1) In the first hunk of the patch, the comment on resettimeout is exactly the same as on resetinterval.  This needs to be changed to distinguish the two values.

2) You're using time() to get when the reset started.  Due to timing, that means that a value of 3 for the resettimeout could wait as little as 2.001 seconds before the timeout will fire, rather than a full 3 seconds.  I'd prefer if you switched this to using 'struct timeval' and ast_tvnow() (with ast_tvdiff_ms() to calculate the difference).

3) Instead of calling it 'recover from deadlock', I'd like to see something more along the lines of 'provider did not acknowledge reset -- channel may not get used'.

By: Tilghman Lesher (tilghman) 2008-07-02 16:42:44

mavetju: ping.  Any progress on this?

By: Tilghman Lesher (tilghman) 2008-07-10 20:04:43

Since there was no response, I went ahead and updated the patch.  This will need some testing that I cannot do very well here, as I have no PRI.

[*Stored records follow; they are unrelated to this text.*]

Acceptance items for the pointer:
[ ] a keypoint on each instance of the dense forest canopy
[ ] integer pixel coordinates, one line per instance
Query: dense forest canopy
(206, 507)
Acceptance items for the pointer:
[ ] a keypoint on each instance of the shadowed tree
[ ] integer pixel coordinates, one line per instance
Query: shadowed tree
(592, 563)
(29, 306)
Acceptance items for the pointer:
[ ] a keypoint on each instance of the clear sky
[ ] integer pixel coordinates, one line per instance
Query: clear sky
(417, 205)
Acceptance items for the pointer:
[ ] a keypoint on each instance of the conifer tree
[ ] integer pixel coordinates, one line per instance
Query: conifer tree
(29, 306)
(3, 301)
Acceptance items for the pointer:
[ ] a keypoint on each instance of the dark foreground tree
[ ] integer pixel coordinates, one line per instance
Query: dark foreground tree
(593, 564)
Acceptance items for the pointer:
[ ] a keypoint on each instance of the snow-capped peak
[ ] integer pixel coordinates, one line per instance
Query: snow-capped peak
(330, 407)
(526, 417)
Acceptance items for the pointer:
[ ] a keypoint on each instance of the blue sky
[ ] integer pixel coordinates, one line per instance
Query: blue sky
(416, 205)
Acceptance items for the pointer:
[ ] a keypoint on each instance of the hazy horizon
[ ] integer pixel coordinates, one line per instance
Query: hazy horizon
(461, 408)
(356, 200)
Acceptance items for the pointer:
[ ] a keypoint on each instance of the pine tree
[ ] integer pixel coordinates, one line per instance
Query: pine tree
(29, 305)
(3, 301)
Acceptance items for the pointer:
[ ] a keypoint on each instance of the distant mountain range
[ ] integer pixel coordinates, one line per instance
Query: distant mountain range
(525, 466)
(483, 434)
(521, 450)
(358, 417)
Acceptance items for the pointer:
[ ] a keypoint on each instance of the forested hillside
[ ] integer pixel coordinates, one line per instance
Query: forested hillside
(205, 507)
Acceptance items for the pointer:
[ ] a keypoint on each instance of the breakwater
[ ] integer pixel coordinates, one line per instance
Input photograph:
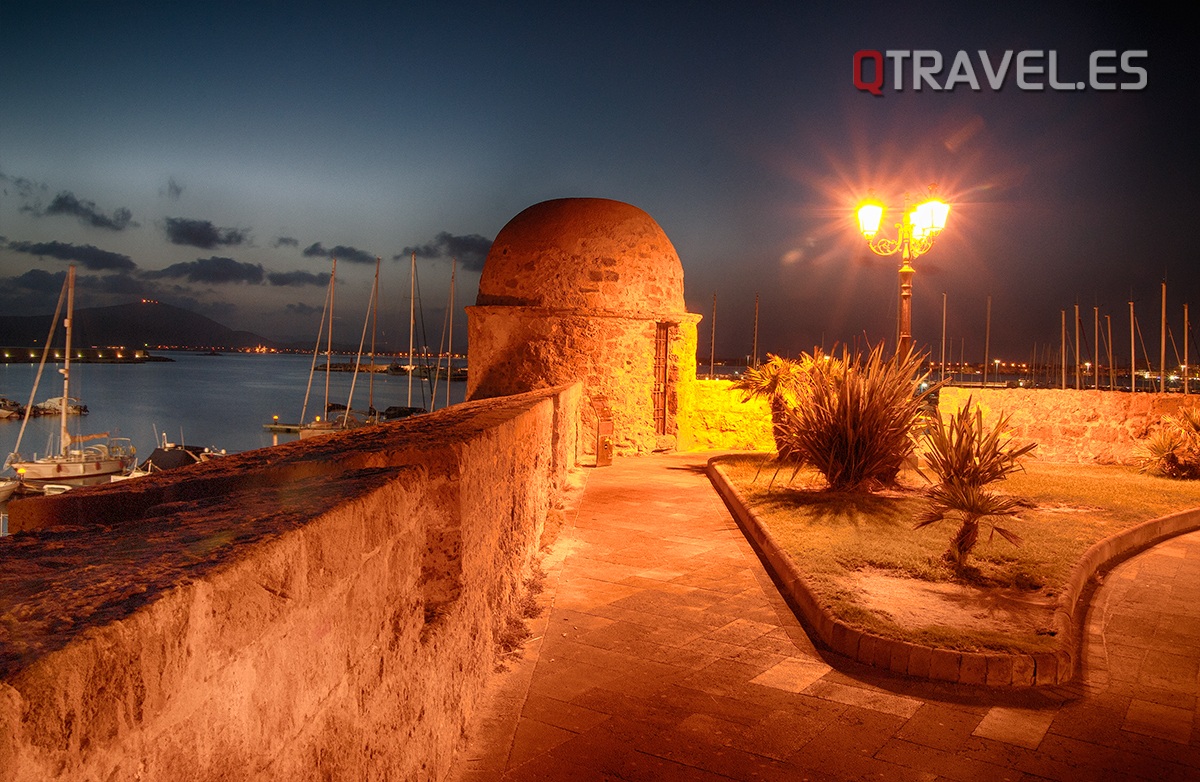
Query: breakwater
(79, 355)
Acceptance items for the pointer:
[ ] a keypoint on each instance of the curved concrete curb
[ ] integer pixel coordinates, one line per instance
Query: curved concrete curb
(993, 668)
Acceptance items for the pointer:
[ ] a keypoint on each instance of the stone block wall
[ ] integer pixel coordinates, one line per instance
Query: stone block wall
(1073, 426)
(720, 421)
(1067, 425)
(322, 609)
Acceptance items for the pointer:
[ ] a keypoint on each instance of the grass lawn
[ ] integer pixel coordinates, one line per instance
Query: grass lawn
(862, 557)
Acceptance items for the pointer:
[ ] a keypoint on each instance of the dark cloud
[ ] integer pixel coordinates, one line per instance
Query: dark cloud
(469, 250)
(66, 203)
(341, 252)
(304, 310)
(297, 278)
(203, 234)
(91, 258)
(37, 281)
(25, 188)
(173, 190)
(210, 270)
(113, 284)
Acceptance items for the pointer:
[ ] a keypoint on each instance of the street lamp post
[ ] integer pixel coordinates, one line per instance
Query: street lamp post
(916, 233)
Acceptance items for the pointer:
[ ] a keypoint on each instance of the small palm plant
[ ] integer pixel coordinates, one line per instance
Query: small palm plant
(857, 417)
(1173, 450)
(779, 380)
(967, 457)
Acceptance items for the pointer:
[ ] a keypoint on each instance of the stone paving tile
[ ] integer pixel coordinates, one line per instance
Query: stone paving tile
(1023, 727)
(1156, 720)
(942, 763)
(669, 654)
(793, 674)
(865, 698)
(940, 727)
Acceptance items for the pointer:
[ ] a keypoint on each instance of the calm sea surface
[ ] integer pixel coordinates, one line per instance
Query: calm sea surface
(215, 401)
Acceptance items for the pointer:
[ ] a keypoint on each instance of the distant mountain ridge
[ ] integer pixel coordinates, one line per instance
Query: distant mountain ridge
(131, 325)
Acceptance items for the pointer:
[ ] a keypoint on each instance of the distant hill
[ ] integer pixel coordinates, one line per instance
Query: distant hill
(131, 325)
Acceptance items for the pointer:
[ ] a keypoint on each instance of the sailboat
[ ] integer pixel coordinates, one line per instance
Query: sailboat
(72, 463)
(322, 425)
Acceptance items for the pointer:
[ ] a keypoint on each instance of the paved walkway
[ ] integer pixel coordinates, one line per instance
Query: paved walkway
(667, 654)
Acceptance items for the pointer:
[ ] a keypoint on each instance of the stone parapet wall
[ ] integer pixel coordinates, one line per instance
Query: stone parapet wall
(1073, 426)
(328, 608)
(719, 421)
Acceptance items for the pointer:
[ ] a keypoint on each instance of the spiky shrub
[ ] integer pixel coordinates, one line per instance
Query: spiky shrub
(969, 456)
(785, 384)
(1173, 450)
(856, 421)
(779, 382)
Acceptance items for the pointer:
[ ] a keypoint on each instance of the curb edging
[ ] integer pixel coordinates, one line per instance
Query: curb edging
(991, 668)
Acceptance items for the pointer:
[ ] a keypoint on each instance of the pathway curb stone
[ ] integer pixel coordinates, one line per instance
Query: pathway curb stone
(991, 668)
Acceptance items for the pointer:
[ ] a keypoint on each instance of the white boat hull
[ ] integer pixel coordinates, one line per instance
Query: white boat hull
(67, 468)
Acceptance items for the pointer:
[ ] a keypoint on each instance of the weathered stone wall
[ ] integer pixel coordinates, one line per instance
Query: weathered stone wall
(720, 421)
(322, 609)
(514, 349)
(1073, 426)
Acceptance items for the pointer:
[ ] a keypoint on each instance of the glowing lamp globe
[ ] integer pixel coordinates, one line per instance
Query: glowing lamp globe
(870, 215)
(933, 215)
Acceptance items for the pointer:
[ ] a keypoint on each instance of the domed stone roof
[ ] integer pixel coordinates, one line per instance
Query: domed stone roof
(583, 253)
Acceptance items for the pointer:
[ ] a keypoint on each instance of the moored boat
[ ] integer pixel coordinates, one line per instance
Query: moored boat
(72, 464)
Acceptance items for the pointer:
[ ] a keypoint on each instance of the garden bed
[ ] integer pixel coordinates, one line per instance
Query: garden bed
(868, 569)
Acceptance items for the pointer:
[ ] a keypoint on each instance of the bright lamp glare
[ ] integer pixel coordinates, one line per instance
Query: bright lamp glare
(870, 215)
(934, 214)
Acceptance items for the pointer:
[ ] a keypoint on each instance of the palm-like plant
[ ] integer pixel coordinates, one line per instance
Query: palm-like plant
(784, 384)
(1174, 449)
(857, 417)
(966, 456)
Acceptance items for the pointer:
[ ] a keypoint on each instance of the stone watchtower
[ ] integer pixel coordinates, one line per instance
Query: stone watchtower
(587, 289)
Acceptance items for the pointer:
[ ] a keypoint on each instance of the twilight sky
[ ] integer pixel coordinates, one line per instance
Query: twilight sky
(215, 155)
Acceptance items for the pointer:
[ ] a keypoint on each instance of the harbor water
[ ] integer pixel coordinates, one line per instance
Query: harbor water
(217, 401)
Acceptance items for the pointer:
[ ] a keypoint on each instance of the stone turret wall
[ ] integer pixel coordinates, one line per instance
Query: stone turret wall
(1073, 426)
(611, 355)
(577, 289)
(328, 608)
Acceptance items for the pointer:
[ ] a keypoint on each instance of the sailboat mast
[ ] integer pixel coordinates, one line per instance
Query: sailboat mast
(375, 323)
(412, 323)
(454, 268)
(329, 335)
(66, 362)
(712, 341)
(754, 359)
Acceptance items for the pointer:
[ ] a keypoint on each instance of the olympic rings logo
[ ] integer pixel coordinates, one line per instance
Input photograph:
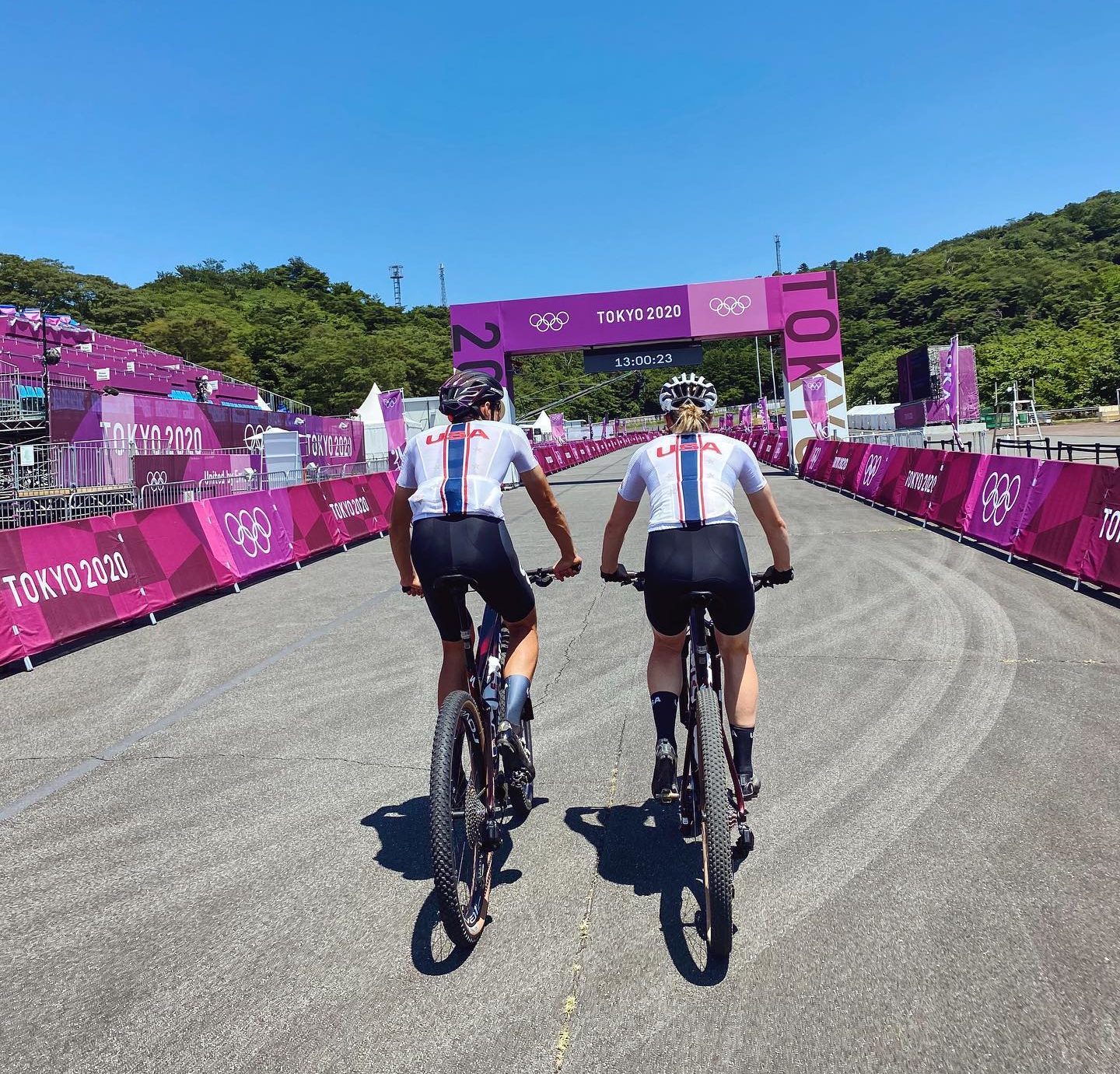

By: Tilghman Lesher (tilghman) 2008-08-06 12:44:52

mavetju: ping

By: Edwin Groothuis (mavetju) 2008-08-06 16:29:49

Due to a change in jobs I have lost access to all my Asterisk infrastructure and am thus not able to do any testing or approvals. Sorry.

By: Tilghman Lesher (tilghman) 2008-09-17 16:51:53

Since there is no further demand for this change, I am suspending it.